8.229. sudo

Bug Fixes

BZ#1006447

Previously, the sudo utility did not correctly handle the "sudo -ll" command when the System Security Service Daemon (SSSD) was used to get available sudo entries. Consequently, running "sudo -ll" returned incomplete results, as it did not list the rule names of sudo users. A patch has been applied to fix this bug, and "sudo -ll" now lists the rule names as expected when SSSD is used.

BZ#1006463

Prior to this update, sudo did not respond correctly to the root user's request to list the privileges for a specified user when SSSD was used. As a consequence, running the "sudo -l -U" command for a certain user as root returned incomplete results, while running the same command as the user worked as expected. The source code has been updated to fix this problem, and executing "sudo -l -U" as root now returns correct results.

BZ#1052940

Previously, sudo did not correctly handle the situation when the group specification in the /etc/sudoers file contained escape characters on systems integrated with the Active Directory (AD) service. As a consequence, specifying a custom password prompt for a group containing escape characters did not work, as sudo displayed the default password prompt instead when a member of that group used sudo. A patch has been applied to fix this bug, and setting a custom password prompt now works as expected even if the group specification contains escape characters.

BZ#1065415

Previously, the sesh process, when called as "-sesh" by sudo, executed the login shell with an incorrect path name, as it replaced the last slash character in the shell path with a dash while the rest of the path remained unchanged. As a consequence, the login shell was being called as "/bin-[shell]" instead of "-[shell]", which could result in unexpected system behavior.
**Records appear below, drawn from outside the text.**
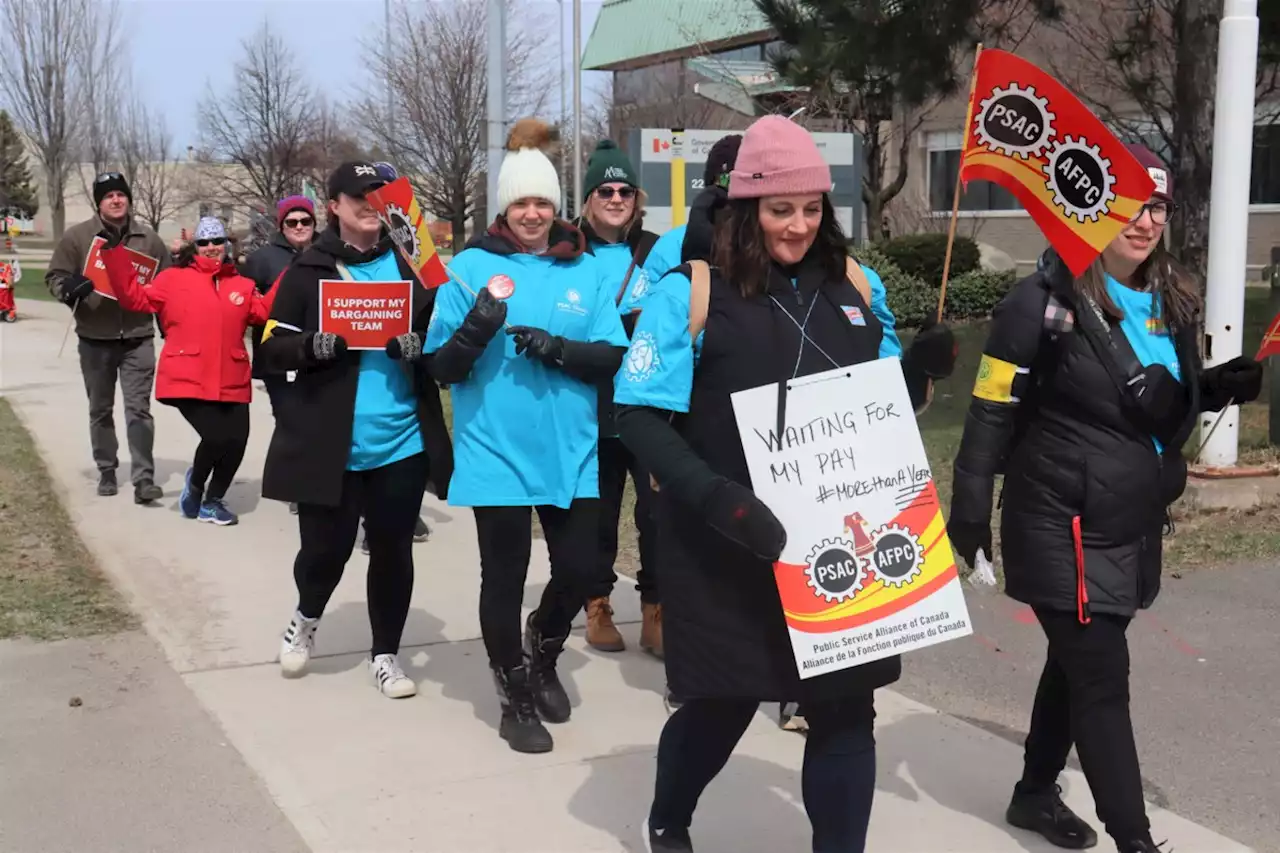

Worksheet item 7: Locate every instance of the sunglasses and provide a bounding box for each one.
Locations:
[595,187,636,201]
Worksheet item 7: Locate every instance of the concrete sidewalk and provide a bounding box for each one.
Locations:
[0,304,1247,853]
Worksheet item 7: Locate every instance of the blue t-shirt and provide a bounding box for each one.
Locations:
[347,251,422,471]
[613,266,902,412]
[1107,275,1183,452]
[426,248,627,507]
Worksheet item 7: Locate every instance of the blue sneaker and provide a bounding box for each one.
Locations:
[200,498,239,528]
[178,467,205,519]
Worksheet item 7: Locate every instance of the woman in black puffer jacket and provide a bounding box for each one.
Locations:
[947,146,1262,853]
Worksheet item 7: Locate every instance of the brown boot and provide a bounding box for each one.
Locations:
[640,596,662,658]
[586,596,627,652]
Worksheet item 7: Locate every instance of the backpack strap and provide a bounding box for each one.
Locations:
[845,255,872,307]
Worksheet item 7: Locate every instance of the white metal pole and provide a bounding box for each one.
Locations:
[1201,0,1258,466]
[573,0,582,211]
[484,0,507,224]
[558,0,568,206]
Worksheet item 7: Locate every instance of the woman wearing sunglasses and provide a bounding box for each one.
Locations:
[102,216,274,526]
[947,145,1262,853]
[577,140,662,657]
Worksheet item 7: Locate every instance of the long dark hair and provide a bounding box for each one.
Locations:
[1075,242,1203,329]
[710,192,849,298]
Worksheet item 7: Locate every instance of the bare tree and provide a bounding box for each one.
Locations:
[0,0,93,238]
[74,0,131,200]
[198,22,316,204]
[119,97,186,231]
[360,0,552,246]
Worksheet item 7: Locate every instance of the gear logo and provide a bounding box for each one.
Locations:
[867,524,924,587]
[974,83,1057,160]
[380,205,422,266]
[1044,136,1116,223]
[804,538,865,602]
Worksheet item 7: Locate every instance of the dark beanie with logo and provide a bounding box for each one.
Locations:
[582,140,640,200]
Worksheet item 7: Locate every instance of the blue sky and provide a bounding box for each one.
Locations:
[120,0,600,151]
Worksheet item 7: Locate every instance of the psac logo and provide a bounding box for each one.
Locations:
[974,83,1116,223]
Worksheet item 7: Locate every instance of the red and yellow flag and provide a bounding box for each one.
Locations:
[960,50,1156,275]
[365,178,449,289]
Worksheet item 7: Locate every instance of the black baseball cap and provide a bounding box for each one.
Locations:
[329,160,387,201]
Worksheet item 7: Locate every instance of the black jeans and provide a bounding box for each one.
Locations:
[476,498,600,669]
[586,438,659,605]
[1019,608,1151,847]
[293,453,429,656]
[164,400,248,500]
[649,693,876,853]
[79,338,156,485]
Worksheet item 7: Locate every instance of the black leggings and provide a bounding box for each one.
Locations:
[475,498,600,669]
[293,453,428,656]
[165,400,248,500]
[586,438,659,596]
[649,693,876,853]
[1019,608,1151,849]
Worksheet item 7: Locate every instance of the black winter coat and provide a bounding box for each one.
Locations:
[260,231,453,506]
[239,232,298,379]
[951,265,1226,624]
[618,253,902,703]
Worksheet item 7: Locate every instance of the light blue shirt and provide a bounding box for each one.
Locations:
[426,248,627,507]
[1106,275,1183,452]
[347,251,422,471]
[613,266,902,412]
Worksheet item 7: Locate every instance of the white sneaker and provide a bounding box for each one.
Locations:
[280,612,320,679]
[369,654,417,699]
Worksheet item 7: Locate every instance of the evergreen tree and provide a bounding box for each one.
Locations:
[0,110,40,218]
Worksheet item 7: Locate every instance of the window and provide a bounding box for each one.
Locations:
[927,131,1023,213]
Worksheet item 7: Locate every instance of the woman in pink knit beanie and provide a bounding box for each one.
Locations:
[614,115,955,853]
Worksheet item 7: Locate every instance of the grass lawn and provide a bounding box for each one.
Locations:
[0,394,134,640]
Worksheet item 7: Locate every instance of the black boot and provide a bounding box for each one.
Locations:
[493,666,553,753]
[1005,783,1098,850]
[525,611,571,722]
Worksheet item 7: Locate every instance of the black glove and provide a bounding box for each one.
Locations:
[906,319,960,379]
[97,225,128,252]
[1201,356,1262,409]
[387,332,422,361]
[703,479,787,562]
[947,520,992,569]
[307,332,347,361]
[507,325,564,365]
[458,287,507,346]
[58,273,93,307]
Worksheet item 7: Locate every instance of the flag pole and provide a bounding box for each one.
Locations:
[938,41,982,323]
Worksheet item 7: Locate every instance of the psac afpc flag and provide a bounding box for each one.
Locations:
[960,50,1156,275]
[732,359,973,679]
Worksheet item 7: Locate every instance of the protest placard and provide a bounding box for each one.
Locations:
[84,237,160,301]
[732,359,973,679]
[320,279,415,350]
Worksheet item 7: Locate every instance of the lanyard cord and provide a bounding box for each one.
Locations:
[769,293,840,379]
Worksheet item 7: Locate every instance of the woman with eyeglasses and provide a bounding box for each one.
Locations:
[102,216,274,526]
[577,140,662,657]
[947,145,1262,853]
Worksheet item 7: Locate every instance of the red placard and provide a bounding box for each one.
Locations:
[320,279,415,351]
[84,237,160,301]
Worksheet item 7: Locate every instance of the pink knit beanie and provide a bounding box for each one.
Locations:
[728,115,831,199]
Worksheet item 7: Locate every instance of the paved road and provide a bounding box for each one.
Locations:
[0,304,1247,853]
[897,565,1280,853]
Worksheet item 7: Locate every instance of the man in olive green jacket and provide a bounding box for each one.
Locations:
[45,172,172,503]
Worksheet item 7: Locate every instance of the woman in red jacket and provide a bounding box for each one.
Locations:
[102,216,275,525]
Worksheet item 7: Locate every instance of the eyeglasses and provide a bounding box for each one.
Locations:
[1129,201,1178,225]
[595,187,636,201]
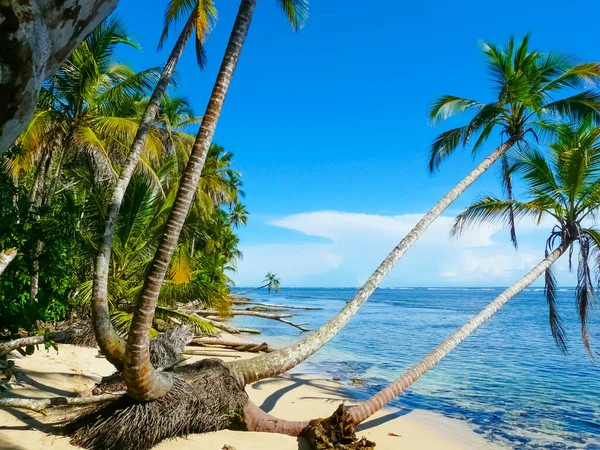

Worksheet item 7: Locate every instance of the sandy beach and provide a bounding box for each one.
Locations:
[0,345,498,450]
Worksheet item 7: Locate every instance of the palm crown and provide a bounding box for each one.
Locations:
[429,35,600,172]
[452,120,600,355]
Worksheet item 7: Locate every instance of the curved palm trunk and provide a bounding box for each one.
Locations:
[228,137,518,385]
[29,150,67,302]
[348,244,568,424]
[124,0,256,401]
[92,14,195,368]
[0,248,17,275]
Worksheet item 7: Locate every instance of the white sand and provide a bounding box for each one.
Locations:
[0,345,498,450]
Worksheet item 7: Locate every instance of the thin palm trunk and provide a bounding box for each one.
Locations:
[29,148,52,300]
[0,248,17,275]
[349,243,568,423]
[228,137,518,385]
[124,0,256,401]
[29,146,67,301]
[244,244,568,436]
[92,14,195,368]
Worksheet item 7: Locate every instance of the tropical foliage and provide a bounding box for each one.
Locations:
[0,18,247,332]
[453,120,600,356]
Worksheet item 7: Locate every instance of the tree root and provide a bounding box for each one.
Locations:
[300,404,375,450]
[64,359,248,450]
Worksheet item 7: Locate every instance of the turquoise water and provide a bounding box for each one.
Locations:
[235,288,600,450]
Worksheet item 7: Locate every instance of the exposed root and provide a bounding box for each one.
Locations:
[65,359,248,450]
[300,404,375,450]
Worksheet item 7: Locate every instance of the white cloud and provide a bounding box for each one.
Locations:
[234,211,576,286]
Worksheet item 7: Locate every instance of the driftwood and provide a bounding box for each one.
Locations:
[192,313,260,334]
[194,309,311,331]
[0,248,17,275]
[191,336,273,353]
[231,299,323,311]
[183,350,241,359]
[0,392,125,413]
[0,330,73,356]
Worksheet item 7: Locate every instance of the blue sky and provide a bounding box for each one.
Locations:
[117,0,600,286]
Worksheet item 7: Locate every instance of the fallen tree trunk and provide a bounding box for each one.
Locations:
[185,317,260,334]
[0,248,17,275]
[231,299,323,311]
[195,309,311,332]
[0,0,118,155]
[191,336,273,353]
[194,309,294,320]
[0,330,73,356]
[0,392,125,414]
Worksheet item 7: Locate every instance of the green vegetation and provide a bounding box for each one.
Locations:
[0,19,247,333]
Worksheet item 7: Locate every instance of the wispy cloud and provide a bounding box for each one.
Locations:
[234,211,576,286]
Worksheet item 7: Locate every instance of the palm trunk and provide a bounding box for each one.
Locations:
[0,248,17,275]
[29,148,52,300]
[124,0,256,401]
[29,149,67,301]
[92,14,196,368]
[228,137,518,385]
[349,243,568,424]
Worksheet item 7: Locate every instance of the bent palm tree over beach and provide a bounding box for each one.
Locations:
[230,36,600,384]
[349,122,600,423]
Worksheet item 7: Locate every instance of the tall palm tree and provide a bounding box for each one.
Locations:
[225,36,600,384]
[5,17,156,306]
[92,0,216,365]
[121,0,308,401]
[350,118,600,423]
[264,272,281,294]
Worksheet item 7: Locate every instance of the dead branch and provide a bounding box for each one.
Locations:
[231,299,323,311]
[192,336,273,353]
[0,392,125,414]
[0,330,73,356]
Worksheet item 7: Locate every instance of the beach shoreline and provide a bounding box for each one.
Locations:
[0,345,500,450]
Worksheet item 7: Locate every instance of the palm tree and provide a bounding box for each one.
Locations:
[92,0,216,365]
[0,248,17,275]
[5,18,156,306]
[229,202,248,228]
[225,36,600,384]
[264,272,280,294]
[349,121,600,423]
[120,0,308,401]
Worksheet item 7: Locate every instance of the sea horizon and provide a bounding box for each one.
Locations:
[233,287,600,450]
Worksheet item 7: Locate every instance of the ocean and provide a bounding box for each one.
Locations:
[234,288,600,450]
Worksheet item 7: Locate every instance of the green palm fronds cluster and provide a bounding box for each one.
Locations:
[0,15,248,333]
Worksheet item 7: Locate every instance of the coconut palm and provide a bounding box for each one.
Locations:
[225,36,600,383]
[263,272,280,294]
[4,18,156,306]
[92,0,216,356]
[349,121,600,423]
[118,0,308,401]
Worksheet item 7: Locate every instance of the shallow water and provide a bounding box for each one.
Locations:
[235,288,600,450]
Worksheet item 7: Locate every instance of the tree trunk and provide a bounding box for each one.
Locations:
[349,244,568,424]
[228,137,518,384]
[0,0,118,155]
[0,248,17,275]
[124,0,256,401]
[0,330,74,356]
[92,14,196,368]
[29,149,67,301]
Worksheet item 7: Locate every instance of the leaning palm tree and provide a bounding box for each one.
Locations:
[119,0,308,401]
[92,0,308,374]
[264,272,281,294]
[224,122,600,448]
[92,0,216,366]
[340,118,600,423]
[225,36,600,383]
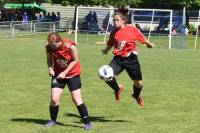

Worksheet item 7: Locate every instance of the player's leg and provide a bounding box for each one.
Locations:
[45,78,65,127]
[124,55,144,106]
[106,57,123,101]
[67,76,92,130]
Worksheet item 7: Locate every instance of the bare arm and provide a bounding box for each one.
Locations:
[101,45,112,55]
[46,52,55,76]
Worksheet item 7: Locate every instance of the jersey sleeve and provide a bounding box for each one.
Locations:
[134,28,145,44]
[62,38,76,45]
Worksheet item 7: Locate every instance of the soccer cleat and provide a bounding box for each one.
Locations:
[44,120,56,127]
[132,94,144,107]
[84,123,92,130]
[115,84,123,101]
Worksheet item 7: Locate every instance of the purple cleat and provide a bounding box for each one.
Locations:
[44,120,56,127]
[84,123,92,130]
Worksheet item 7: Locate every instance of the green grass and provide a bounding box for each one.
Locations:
[0,34,200,133]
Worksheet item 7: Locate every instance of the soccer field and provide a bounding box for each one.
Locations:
[0,34,200,133]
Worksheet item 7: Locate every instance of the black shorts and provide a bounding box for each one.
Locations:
[109,54,142,80]
[51,76,81,91]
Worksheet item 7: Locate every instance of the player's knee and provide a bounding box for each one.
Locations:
[50,98,59,106]
[134,83,143,88]
[72,97,83,105]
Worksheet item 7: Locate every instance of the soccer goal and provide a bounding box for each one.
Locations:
[75,7,173,49]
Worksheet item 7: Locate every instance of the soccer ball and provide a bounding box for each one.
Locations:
[98,65,114,81]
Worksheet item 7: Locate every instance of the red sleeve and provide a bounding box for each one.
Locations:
[62,38,76,45]
[134,28,145,44]
[107,31,115,47]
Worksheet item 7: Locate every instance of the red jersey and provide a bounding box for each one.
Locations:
[107,26,145,57]
[46,38,80,78]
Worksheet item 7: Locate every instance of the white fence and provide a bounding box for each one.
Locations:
[0,21,69,37]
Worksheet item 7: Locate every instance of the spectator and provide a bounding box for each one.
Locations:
[22,12,29,23]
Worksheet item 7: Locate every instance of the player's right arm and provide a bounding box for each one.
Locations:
[101,45,112,55]
[46,52,55,76]
[101,31,114,55]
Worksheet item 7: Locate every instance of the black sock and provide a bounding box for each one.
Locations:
[77,103,90,124]
[106,77,119,92]
[49,105,59,121]
[133,85,143,99]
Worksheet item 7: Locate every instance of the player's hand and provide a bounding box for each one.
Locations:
[49,68,55,77]
[57,72,66,79]
[101,49,108,55]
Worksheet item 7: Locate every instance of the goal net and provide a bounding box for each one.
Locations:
[75,7,172,48]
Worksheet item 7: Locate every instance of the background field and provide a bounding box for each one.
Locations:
[0,34,200,133]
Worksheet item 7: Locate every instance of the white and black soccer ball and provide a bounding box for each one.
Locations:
[98,65,114,81]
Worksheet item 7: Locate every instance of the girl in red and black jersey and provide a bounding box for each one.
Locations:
[102,8,154,106]
[45,32,92,129]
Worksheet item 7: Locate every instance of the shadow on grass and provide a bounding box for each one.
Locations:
[11,118,83,128]
[65,113,132,123]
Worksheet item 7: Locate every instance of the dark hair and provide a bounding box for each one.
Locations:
[47,32,62,42]
[114,6,128,20]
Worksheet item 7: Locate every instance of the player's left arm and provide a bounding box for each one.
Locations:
[58,45,78,79]
[144,39,155,48]
[135,29,155,48]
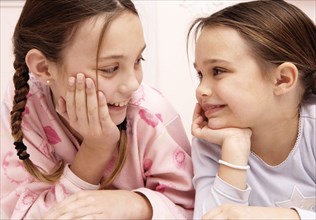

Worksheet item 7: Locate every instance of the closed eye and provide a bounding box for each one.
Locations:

The source code has been updated to fix this bug, and sesh no longer causes this problem.

BZ#1070952

Previously, the pam_faillock module did not acknowledge the attempts to terminate sudo login with the Ctrl+C shortcut after the password prompt showed up. As a consequence, sudo continued to try to log in and eventually locked the user out. The problem has been fixed, and even though an attempt terminated with Ctrl+C still counts as one failed attempt to log in, sudo no longer locks the user out.

BZ#1078338

Previously, sudo did not correctly handle setting the NIS domain name value as "(none)", as it considered the "(none)" text string a valid domain name. Consequently, the getdomainname() function returned "(none)" as the NIS domain name instead of recognizing that no domain name was set. The source code has been updated to fix this problem, and sudo now handles the described situation correctly.

BZ#1083064

Prior to this update, when a sudo rule contained the +netgroup variable in the sudoUser attribute, the system ignored the rest of the sudo rule under certain circumstances. Consequently, executing the "sudo -l" command did not show the complete list of rules configured for the specified user. With this update, the problem has been fixed, and running "sudo -l" now shows the complete list of rules even when a sudo rule contains the +netgroup variable.